Il creatore della canzone estiva italiana per eccellenza, Johnson Righeira, sta per prendere parte all'Open Air Riviera
OSOGNA - Si avvicina l'appuntamento con l'edizione 2023 dell'Open Air Riviera, in programma il 18 e 19 agosto al Centro Sportivo di Osogna. Una due giorni di musica nel segno di un mix di artisti locali e di fama internazionale, grazie ai quali sarà possibile fare un autentico tuffo nel passato. Non a caso il format che dominerà la seconda serata, quella di sabato 19 agosto, si chiama "La macchina del tempo". E in che decade sono programmate le lancette, se non nei mitici anni '80?
Ne abbiamo parlato con Johnson Righeira, punta di diamante dello show che vedrà salire sul palco anche Neja, Nathalie dei Soundlovers e Melody. Tutti saranno accompagnati da una band di otto elementi, gli Evolution 80.

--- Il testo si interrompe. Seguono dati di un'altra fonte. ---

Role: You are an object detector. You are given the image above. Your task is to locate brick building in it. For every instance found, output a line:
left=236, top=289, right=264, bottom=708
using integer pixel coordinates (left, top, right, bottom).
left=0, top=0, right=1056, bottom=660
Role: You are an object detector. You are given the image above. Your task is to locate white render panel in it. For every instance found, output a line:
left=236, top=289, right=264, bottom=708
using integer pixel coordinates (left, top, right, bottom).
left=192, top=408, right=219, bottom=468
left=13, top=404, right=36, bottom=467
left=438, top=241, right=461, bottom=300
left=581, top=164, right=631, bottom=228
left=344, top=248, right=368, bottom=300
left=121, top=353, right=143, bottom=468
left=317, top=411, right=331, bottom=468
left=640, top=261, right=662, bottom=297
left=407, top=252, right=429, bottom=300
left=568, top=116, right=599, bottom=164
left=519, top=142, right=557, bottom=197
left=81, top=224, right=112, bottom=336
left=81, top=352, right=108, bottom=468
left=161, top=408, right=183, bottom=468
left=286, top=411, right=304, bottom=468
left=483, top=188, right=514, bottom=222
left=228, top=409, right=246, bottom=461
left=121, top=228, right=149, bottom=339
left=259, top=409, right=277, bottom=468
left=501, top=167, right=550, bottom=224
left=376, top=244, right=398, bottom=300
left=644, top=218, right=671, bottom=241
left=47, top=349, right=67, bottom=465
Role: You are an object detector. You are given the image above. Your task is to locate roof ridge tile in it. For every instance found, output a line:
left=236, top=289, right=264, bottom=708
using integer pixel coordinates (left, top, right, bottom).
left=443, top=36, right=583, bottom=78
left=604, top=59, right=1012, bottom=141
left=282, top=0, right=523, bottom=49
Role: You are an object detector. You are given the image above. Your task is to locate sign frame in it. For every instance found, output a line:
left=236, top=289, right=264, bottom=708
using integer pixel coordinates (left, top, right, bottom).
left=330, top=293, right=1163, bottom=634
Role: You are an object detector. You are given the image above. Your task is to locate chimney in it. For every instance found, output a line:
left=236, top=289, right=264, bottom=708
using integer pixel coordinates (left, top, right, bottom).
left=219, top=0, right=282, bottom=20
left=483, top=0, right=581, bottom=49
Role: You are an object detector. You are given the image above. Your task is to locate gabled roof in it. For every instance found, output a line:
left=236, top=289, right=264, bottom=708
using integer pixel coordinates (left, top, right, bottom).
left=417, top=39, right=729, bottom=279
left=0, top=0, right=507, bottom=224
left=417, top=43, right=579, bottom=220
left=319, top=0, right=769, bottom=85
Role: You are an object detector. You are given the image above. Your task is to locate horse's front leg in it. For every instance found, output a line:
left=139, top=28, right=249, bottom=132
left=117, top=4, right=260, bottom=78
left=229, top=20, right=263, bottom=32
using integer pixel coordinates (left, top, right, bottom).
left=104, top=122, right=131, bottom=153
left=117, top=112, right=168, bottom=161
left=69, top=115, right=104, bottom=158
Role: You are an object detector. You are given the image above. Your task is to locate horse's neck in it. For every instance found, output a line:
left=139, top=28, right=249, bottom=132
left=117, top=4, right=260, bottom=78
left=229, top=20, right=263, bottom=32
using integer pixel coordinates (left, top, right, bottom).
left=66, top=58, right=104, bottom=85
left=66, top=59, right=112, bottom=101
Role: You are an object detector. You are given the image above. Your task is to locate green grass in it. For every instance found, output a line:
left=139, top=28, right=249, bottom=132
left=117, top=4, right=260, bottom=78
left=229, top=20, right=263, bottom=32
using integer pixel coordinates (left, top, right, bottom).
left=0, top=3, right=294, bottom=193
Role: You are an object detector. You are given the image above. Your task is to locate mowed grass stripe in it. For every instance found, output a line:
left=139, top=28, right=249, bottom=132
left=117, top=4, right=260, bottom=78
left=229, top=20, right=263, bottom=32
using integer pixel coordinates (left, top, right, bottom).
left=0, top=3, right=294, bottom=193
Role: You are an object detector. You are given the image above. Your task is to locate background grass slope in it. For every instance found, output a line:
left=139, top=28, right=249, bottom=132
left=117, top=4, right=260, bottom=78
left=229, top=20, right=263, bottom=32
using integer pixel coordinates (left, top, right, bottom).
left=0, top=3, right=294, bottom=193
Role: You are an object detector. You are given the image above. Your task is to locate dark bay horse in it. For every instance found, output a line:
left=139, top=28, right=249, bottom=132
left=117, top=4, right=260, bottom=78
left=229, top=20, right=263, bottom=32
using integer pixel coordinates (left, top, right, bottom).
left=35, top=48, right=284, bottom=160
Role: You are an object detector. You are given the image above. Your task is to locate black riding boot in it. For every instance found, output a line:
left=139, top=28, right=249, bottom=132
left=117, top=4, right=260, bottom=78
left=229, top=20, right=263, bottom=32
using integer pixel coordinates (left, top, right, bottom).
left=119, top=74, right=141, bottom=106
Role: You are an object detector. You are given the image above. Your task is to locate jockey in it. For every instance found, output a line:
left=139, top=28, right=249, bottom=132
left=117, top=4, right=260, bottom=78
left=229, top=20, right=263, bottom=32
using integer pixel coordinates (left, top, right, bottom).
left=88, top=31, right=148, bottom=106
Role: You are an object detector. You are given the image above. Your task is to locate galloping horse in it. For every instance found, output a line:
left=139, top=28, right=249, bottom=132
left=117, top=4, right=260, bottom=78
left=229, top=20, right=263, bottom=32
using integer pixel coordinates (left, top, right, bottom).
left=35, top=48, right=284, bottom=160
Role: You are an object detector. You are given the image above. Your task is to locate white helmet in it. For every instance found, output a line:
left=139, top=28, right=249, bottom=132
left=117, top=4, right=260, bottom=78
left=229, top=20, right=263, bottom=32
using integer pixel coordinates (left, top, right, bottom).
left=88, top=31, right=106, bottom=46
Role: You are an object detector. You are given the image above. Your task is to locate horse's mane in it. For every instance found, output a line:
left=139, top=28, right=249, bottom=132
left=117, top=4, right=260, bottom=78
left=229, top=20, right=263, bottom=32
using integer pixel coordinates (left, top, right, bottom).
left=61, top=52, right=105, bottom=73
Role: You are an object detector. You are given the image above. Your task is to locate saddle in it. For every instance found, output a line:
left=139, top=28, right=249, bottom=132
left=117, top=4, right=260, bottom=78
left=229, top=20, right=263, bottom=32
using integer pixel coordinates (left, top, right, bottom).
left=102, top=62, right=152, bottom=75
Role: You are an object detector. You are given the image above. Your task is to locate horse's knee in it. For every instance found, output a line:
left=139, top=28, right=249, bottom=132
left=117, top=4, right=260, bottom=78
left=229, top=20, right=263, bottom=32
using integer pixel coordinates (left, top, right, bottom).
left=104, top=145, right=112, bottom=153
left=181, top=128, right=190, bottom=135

Perché, ancora oggi, subiamo il fascino degli anni '80 in maniera così intensa?
«Probabilmente perché è stato un decennio molto generoso a livello artistico. Non solo la musica ma anche la pittura, la grafica, il cinema, la moda... È un decennio che ha dato molto e quindi molto è rimasto. Dopo non è successo più molto, almeno musicalmente. Sì, all’inizio degli anni ‘90 c'è la coda lasciata dalla house, che è stato l’unico fenomeno musicale di un certo peso fino a oggi (a parte, forse, la trap). La house è stata rivoluzionaria, quasi un punk della musica dance, se vogliamo...».
Non è quindi un puro fattore emotivo...
«Le persone si rifanno per forza a quegli anni lì, non soltanto in senso nostalgico - cosa che potrebbe riguardare magari chi li ha vissuti, come per esempio me e tante altre persone. Invece gli anni '80 sono diventati un punto di riferimento da cui anche le giovani generazioni stanno prendendo spunto. Ne è una prova "Italodisco" il nuovo singolo dei The Kolors. Tra l’altro mi ha fatto anche molto
piacere la citazione dei Righeira nel testo. Concludendo: in quel decennio c’è stata veramente una grossa ondata di creatività, che ancora oggi ha la sua influenza».
Sono inoltre stati anni all'insegna della speranza di un avvenire migliore, che non è che sia poi arrivato...
«Sì, era un’epoca di ottimismo. Fondato sulla creatività, per chi come me viveva di questo. Ma c'era la stessa percezione anche nella gente comune: sembrava si potesse andare a stare molto meglio... Poi drammaticamente siamo sprofondati nell’incubo. E la stessa “Vamos a la playa”, che pure ha un testo abbastanza catastrofico, parlava del "sì, che ci frega, andremo lo stesso sulla spiaggia, vorrà dire che diventeremo blu invece che marroni, vuol dire che l’acqua sarà fluorescente ma saremo ugualmente in spiaggia"».
Il contesto internazionale riesce sempre a rendere attuale questa canzone, sembra che sia stata scritta ieri (e invece ha 40 anni).
«Guarda, mi sorprendo sempre di più della sua attualità. E ancora di più della durata: sta veramente diventando uno dei pezzi più famosi non solo di quel decennio, ma in assoluto della musica pop italiana. La conoscono anche i bambini, oggi. Ovviamente nessuno delle nuove generazioni sa chi sono I Righeira e non gliene frega niente, e va benissimo così. Ma devono comunque fare i conti con "Vamos a la playa". E questo conferma quello che ho sempre detto, e cioè che quando una canzone è fortunata è come fosse un figlio: a un certo punto cresce e se ne va via con le sue gambe. Una bella canzone si stacca da chi l’ha scritta, cantata e portata al successo e diventa quasi un’entità a sé stante, che vive di vita propria».
E a tal proposito, cosa ne pensi delle versioni che sono state ricreate come omaggio nel progetto Heineken Silver Italia?
«Mi piacciono quella di Cosmo e quella di Auroro Borealo, che è un amico tra l’altro. Ne ha fatta una versione quasi punk».